Winner, who worked for an NSA contractor based in Augusta, Georgia, pleaded guilty in June to transmitting secret government documents to the media in 2017. She faces sentencing August 23.

Prosecutors said in a court filing Tuesday that Winner’s sentence is the “longest” imposed in a media leak case.

Daily Caller News Foundation“The government advises the Court that despite the agreed-upon sentence being below the applicable guidelines range, it would be the longest sentence served by a federal defendant for an unauthorized disclosure to the media,” prosecutors said in the filing, according to The Associated Press.

Winner, 26, acknowledged stealing and leaking NSA documents to The Intercept, a news website, about Russian cyber attacks against election officials throughout the U.S.
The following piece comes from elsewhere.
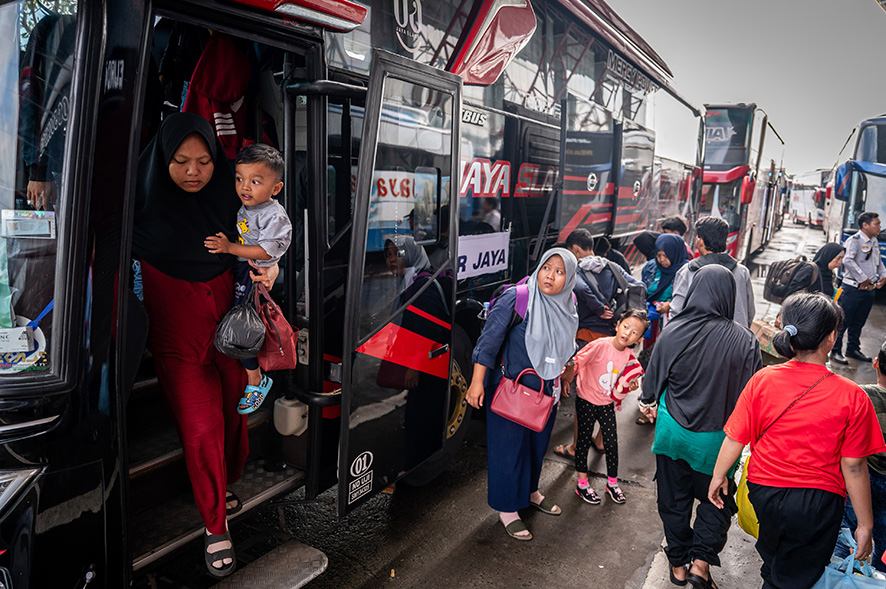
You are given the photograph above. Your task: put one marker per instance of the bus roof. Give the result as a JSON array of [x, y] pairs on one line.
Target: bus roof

Winner was arrested June 3, 2017. The Intercept published the stolen documents two days later. Winner was caught after a reporter at The Intercept contacted the NSA to verify the documents, which were visibly creased because Winner snuck them out of her office in her pantyhose.

Winner, whose social media footprint showed that she opposed Trump and supported Bernie Sanders, initially lied to FBI agents during her first interview about the pilfered documents. Winner also told the agents that she felt triggered by Fox News being on at her workplace.

In their court filing, prosecutors noted other high-profile cases involving government leaks to the media.

Jeffrey Sterling, a former CIA officer, was sentenced to three-and-a-half years in prison in 2015 for leaking information about a covert mission to derail Iran’s nuclear program. Another CIA officer, John Kirakou, was sentenced to two-and-a-half years in prison in 2013 after he leaked the identity of a covert officer to a journalist.

According to The AP, prosecutors acknowledged that they hoped to avoid trial in Winner’s case so as not to disclose intelligence gathered by the NSA.